By Nicholas Konz, Hanxue Gu, Haoyu Dong and Maciej Mazurowski.

arXiv Paper

This is the official repository for our MICCAI 2022 paper The Intrinsic Manifolds of Radiological Images and their Role in Deep Learning, where we analyze the intrinsic dimension of medical image datasets, and show how this affects the generalization ability of a neural net trained on the data. Also check out our poster for more info.

NEW: check out our new ICLR 2024 paper and code which greatly expands on this topic!

Example images from our explored datasets.

Code Usage/ Reproducing the Results

You can use our code to:

  1. Compute the intrinsic dimension (ID) of medical image datasets (Paper Section 4.1) and
  2. Evaluate neural network generalization ability vs. dataset intrinsic Dimension (Paper Section 4.2).

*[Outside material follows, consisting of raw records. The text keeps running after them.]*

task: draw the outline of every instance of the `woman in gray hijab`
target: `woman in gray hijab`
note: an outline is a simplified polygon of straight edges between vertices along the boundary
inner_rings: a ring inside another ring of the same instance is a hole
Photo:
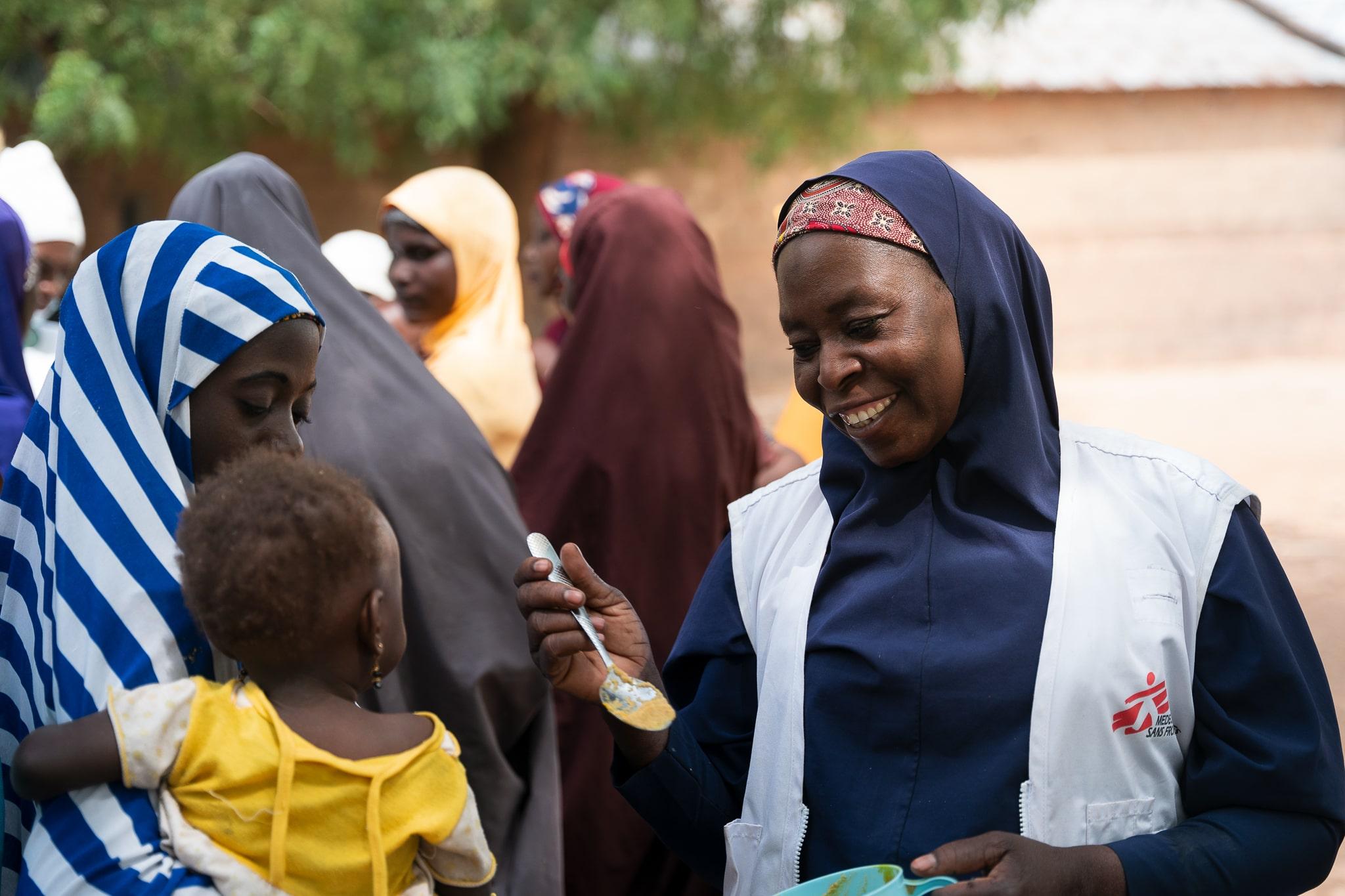
[[[323,258],[299,184],[274,163],[230,156],[187,181],[169,218],[266,253],[325,318],[307,453],[363,480],[402,547],[406,656],[373,703],[434,712],[457,735],[499,860],[482,892],[558,895],[555,721],[510,584],[526,532],[507,474],[457,402]]]

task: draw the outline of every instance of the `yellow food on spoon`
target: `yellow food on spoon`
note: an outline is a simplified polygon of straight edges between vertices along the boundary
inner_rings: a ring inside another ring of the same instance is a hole
[[[599,689],[603,705],[613,716],[642,731],[663,731],[677,719],[677,711],[648,681],[632,678],[615,665]]]

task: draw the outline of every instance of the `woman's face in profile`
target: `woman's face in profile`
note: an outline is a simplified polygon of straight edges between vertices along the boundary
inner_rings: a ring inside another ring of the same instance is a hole
[[[527,231],[527,242],[523,243],[523,251],[519,253],[519,266],[538,297],[560,301],[561,240],[542,218],[541,210],[535,207]]]
[[[316,321],[282,321],[230,355],[187,399],[191,466],[196,482],[254,447],[303,454],[317,387]]]
[[[457,266],[453,253],[424,230],[390,223],[383,236],[393,250],[387,279],[410,324],[434,324],[457,301]]]
[[[878,466],[927,455],[958,416],[966,372],[952,293],[917,253],[816,231],[776,265],[794,384]]]

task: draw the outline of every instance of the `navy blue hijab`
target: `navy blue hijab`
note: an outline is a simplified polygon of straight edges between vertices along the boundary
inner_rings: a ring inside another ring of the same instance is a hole
[[[804,725],[833,755],[807,755],[804,866],[845,868],[909,861],[950,840],[950,815],[966,819],[956,836],[1018,827],[1060,431],[1050,287],[1007,215],[927,152],[870,153],[827,176],[869,187],[920,235],[966,361],[958,416],[919,461],[881,469],[823,424],[835,525],[808,621]]]

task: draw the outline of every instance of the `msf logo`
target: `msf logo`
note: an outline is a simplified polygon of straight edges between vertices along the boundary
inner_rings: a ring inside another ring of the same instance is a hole
[[[1167,681],[1157,681],[1149,673],[1145,690],[1126,697],[1126,708],[1111,717],[1111,729],[1124,735],[1145,732],[1146,737],[1167,737],[1180,733],[1167,709]]]

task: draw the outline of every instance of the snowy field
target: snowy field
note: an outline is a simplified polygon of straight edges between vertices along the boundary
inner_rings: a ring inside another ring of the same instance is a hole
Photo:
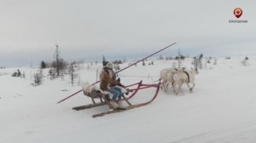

Please follow the steps outlined in reproducibility_tutorial.md in order to reproduce the results of the paper.

Citation

Please cite our paper if you use the code or reference our work:

@inproceedings{konz2022intrinsic,
  title={The Intrinsic Manifolds of Radiological Images and Their Role in Deep Learning},
  author={Konz, Nicholas and Gu, Hanxue and Dong, Haoyu and Mazurowski, Maciej},
  booktitle={International Conference on Medical Image Computing and Computer-Assisted Intervention},
  pages={684--694},
  year={2022},
  organization={Springer}
}

Paper Abstract

The manifold hypothesis is a core mechanism behind the success of deep learning, so understanding the intrinsic manifold structure of image data is central to studying how neural networks learn from the data. Intrinsic dataset manifolds and their relationship to learning difficulty have recently begun to be studied for the common domain of natural images, but little such research has been attempted for radiological images. We address this here. First, we compare the intrinsic manifold dimensionality of radiological and natural images. We also investigate the relationship between intrinsic dimensionality and generalization ability over a wide range of datasets. Our analysis shows that natural image datasets generally have a higher number of intrinsic dimensions than radiological images. However, the relationship between generalization ability and intrinsic dimensionality is much stronger for medical images, which could be explained as radiological images having intrinsic features that are more difficult to learn. These results give a more principled underpinning for the intuition that radiological images can be more challenging to apply deep learning to than natural image datasets common to machine learning research. We believe rather than directly applying models developed for natural images to the radiological imaging domain, more care should be taken to developing architectures and algorithms that are more tailored to the specific characteristics of this domain. The research shown in our paper, demonstrating these characteristics and the differences from natural images, is an important first step in this direction.

See the paper here:

Related resources:

Main Findings

  1. Natural image datasets generally have higher intrinsic dimension than radiology datasets: Intrinsic dimension of various radiological and natural image datasets.
  2. The relationship of test prediction accuracy and dataset intrinsic dimension is linear within both of these two domains, but,
  3. The steepness of this relationship greatly differs between natural and radiological domains: Difference in generalization ability vs. dataset intrinsic dimension between natural and radiological images.

A future endeavor is to determine the theoretical reasons for all of these findings.